In February 2019, the RCA commissioners ruled in a 79-page order that “CINGSA’s development of the proposed redundant facilities, without a request from any of its four (gas storage) customers and without the support of three of those customers, would not be prudent” and prohibited the estimated $6.3 million annual rate increase CINGSA sought to pay for the expansion. The increase would have raised storage rates 27.6 percent.

“Determining the (CINGSA Redundancy) Project’s prudence begins with ascertaining its necessity for providing service to CINGSA’s customers,” the RCA commissioners wrote in their order, before concluding that CINGSA’s project did not meet this standard because it did not increase the amount of service CINGSA could provide, and because its customers considered CINGSA’s present service adequate.

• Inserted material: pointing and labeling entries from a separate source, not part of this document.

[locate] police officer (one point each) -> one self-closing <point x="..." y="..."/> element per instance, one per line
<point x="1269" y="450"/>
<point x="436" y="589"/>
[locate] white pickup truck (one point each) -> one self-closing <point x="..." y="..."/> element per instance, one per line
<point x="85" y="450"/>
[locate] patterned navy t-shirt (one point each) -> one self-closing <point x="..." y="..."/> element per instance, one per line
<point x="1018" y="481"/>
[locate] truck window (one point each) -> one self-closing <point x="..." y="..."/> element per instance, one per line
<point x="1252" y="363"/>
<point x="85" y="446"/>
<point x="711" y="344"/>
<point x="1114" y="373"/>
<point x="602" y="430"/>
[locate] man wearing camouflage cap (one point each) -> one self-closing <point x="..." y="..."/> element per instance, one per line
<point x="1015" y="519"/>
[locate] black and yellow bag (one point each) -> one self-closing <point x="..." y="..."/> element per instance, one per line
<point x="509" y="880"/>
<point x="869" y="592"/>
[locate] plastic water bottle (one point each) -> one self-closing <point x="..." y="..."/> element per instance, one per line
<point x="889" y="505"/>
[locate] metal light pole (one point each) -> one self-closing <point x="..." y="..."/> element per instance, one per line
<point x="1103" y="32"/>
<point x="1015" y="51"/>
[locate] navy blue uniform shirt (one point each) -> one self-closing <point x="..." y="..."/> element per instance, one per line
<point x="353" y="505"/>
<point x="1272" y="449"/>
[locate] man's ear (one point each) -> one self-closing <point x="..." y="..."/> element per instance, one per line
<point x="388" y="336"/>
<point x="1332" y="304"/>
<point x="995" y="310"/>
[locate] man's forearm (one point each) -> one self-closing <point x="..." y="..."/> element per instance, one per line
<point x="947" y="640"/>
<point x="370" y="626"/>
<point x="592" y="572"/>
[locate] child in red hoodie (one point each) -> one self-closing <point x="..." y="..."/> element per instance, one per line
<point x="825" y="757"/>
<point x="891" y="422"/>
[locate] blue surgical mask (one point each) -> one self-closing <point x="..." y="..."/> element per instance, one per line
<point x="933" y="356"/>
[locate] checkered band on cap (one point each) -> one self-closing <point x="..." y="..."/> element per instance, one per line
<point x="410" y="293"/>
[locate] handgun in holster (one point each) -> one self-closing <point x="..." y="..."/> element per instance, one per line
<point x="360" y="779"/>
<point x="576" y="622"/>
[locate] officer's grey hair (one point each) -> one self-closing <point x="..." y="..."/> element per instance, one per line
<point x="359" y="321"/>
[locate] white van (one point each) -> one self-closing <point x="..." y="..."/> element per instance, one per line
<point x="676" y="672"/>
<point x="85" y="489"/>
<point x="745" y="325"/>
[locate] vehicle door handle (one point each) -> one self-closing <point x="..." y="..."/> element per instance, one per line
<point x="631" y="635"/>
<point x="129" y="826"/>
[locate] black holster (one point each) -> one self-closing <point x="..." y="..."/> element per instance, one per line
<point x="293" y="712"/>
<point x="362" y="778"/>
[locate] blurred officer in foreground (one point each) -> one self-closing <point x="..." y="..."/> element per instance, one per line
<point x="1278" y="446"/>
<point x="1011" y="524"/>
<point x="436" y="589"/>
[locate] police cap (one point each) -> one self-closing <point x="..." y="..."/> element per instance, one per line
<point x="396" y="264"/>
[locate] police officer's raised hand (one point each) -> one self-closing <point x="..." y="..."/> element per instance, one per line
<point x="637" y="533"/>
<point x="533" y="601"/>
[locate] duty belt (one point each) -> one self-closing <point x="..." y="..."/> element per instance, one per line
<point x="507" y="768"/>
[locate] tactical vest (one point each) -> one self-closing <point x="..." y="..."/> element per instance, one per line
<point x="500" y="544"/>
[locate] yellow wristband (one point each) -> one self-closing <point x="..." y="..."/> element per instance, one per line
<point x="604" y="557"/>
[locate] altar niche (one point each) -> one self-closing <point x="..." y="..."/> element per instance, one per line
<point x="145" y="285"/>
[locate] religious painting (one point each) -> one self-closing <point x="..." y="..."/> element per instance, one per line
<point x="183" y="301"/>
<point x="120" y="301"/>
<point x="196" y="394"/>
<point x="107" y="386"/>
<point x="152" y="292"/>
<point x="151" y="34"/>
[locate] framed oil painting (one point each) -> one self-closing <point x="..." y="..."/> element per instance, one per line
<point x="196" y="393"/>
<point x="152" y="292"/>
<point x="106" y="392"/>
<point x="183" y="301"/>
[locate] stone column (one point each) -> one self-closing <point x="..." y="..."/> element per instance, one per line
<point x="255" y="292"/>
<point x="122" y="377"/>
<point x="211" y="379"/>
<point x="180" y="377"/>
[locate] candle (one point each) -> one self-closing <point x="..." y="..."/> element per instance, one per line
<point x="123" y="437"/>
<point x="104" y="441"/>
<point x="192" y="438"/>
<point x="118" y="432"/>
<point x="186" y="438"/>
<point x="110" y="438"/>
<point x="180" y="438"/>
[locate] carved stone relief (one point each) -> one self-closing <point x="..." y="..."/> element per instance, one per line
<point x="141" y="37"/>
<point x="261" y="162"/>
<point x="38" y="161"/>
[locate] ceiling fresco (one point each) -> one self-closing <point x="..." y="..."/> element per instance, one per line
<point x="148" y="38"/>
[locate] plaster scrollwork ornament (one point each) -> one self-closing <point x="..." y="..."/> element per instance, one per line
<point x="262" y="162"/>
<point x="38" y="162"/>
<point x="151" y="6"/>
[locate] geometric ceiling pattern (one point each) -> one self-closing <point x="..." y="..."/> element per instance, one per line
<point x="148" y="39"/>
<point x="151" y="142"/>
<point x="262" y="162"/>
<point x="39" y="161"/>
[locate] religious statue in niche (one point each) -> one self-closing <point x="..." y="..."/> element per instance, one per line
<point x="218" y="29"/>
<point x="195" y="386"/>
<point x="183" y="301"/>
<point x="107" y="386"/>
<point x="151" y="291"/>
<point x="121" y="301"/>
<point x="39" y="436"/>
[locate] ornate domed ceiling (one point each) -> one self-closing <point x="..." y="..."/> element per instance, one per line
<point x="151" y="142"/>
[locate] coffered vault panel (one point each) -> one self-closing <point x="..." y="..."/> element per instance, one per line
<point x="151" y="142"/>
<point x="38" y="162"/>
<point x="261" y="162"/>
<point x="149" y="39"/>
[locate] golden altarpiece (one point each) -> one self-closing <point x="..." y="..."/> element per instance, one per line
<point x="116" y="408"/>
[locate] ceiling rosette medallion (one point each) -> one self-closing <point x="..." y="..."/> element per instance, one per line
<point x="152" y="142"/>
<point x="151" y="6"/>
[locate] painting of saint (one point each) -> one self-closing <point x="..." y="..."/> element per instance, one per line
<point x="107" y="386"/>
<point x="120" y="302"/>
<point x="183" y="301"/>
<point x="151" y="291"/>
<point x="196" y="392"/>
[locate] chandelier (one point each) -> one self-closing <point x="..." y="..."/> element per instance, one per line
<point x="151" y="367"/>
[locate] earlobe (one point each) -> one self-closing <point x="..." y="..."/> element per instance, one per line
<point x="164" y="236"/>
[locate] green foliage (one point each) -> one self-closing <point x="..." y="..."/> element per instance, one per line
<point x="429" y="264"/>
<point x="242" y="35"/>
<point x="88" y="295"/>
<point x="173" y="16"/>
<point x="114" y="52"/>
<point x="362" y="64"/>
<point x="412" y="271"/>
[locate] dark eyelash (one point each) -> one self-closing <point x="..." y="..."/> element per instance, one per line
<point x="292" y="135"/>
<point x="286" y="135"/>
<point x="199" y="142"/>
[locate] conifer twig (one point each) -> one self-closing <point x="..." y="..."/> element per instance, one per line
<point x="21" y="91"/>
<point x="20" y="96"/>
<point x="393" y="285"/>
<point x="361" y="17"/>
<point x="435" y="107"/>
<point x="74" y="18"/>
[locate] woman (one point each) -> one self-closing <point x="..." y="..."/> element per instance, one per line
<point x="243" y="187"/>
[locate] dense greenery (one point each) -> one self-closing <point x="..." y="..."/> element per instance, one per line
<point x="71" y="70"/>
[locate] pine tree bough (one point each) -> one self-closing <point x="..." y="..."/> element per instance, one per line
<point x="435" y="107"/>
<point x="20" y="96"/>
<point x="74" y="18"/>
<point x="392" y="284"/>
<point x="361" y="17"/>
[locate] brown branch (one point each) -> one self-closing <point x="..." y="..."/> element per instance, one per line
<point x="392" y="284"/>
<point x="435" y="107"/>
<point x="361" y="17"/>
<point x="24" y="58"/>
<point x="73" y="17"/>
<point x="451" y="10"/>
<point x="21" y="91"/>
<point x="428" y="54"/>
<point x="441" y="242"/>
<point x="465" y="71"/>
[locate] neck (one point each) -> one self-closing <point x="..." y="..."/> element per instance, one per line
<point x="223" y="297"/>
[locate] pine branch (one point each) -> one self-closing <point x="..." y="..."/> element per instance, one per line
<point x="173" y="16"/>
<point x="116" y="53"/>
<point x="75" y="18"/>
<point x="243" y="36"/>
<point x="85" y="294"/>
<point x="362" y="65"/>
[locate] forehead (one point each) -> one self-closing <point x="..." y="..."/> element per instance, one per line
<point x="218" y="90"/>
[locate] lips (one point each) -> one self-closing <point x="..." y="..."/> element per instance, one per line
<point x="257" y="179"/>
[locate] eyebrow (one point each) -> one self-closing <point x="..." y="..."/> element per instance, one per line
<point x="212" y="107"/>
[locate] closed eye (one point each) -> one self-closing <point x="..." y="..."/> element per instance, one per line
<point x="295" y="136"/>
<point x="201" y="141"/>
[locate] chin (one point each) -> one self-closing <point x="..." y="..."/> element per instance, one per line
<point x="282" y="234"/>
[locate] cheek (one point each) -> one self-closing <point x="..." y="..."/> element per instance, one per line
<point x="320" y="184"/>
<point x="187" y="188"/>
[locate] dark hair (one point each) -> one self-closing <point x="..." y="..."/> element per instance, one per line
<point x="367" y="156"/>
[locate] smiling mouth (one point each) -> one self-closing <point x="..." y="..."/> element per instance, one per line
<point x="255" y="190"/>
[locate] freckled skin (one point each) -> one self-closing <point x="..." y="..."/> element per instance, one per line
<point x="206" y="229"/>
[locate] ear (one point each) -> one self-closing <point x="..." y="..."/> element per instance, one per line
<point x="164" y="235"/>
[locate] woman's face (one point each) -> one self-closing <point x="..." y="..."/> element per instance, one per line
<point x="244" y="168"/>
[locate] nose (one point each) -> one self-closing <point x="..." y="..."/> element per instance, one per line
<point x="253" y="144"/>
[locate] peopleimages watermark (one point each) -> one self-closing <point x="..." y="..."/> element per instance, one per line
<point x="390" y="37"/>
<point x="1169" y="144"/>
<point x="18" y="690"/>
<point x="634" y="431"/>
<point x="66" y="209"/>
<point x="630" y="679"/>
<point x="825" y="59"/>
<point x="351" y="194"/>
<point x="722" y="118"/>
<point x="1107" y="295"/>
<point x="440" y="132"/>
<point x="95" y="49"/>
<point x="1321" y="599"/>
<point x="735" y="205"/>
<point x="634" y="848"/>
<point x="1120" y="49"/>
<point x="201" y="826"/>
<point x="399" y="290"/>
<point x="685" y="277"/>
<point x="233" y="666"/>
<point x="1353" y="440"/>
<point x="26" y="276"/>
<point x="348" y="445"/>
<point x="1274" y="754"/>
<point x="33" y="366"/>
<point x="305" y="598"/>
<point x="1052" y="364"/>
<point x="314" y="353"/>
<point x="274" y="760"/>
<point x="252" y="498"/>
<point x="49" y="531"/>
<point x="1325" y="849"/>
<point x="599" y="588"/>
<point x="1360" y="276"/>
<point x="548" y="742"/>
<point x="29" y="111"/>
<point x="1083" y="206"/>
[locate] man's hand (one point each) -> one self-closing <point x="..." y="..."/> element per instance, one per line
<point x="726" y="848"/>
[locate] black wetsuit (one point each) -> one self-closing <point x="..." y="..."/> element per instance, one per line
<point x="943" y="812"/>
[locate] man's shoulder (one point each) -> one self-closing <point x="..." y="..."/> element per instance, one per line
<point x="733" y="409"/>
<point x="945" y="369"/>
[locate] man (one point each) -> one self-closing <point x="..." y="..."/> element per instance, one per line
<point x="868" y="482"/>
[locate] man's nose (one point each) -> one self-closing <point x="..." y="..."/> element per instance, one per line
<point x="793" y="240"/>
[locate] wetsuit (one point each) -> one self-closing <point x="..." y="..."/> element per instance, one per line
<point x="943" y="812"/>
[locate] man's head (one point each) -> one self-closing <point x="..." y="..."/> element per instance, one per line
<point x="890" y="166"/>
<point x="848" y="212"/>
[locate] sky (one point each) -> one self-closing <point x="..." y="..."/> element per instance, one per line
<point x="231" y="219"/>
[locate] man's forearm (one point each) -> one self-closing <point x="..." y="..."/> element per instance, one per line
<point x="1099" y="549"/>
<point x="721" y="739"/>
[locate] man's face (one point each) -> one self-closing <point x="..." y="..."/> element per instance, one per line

Wood cited this RCA order five times in CINGSA's arguments against the battery system, suggesting that the same conclusion should apply to HEA’s battery plans.

In a March 27 order approving HEA’s rate increase, the RCA commissioners declined CINGSA’s call to suspend the case and investigate battery-related spending, but noted that “this will not preclude the Commission from investigating the prudence of the BESS at a later date.”

Responses

Wood's Feb. 7 letter was among the informational material HEA's board members received at their March 10 meeting. None commented on it then, though HEA board president Dan Chay later wrote to the Alaska Energy Transparency Project to emphasize that the battery system is not a redundant generation facility.

“The BESS doesn't generate energy, and that's important to understand,” Chay wrote. “Rather, the BESS importantly is a storage device that enables HEA to cost-effectively meet the operating spin requirements that fall under the new enforceable Railbelt reliability standards.”

The Homer-based conservation nonprofit Cook Inletkeeper wrote in its March 19 email newsletter that "after losing to HEA in an unrelated dispute, the Cook Inlet Natural Gas Storage Association (CINGSA) is complaining to the Regulatory Commission (RCA) about our battery and trying to stop it." The newsletter called for HEA members to support the battery project with letters to the RCA. As of publication, the RCA has received 26 emails in support of the battery system.

Read more

The Regulatory Commission of Alaska has a complete archive of the letters, legal filings, and other documents related to the cases discussed here on its website, rca.alaska.gov. Find them by searching for each case’s docket number in the “Find a matter” search field on the right-hand side of the RCA homepage.

  • HEA’s case for a rate increase, in which CINGSA raised its opposition to the battery project, is TA425-32.

  • CINGSA’s attempt to fund its redundancy project through member rates was U-18-024.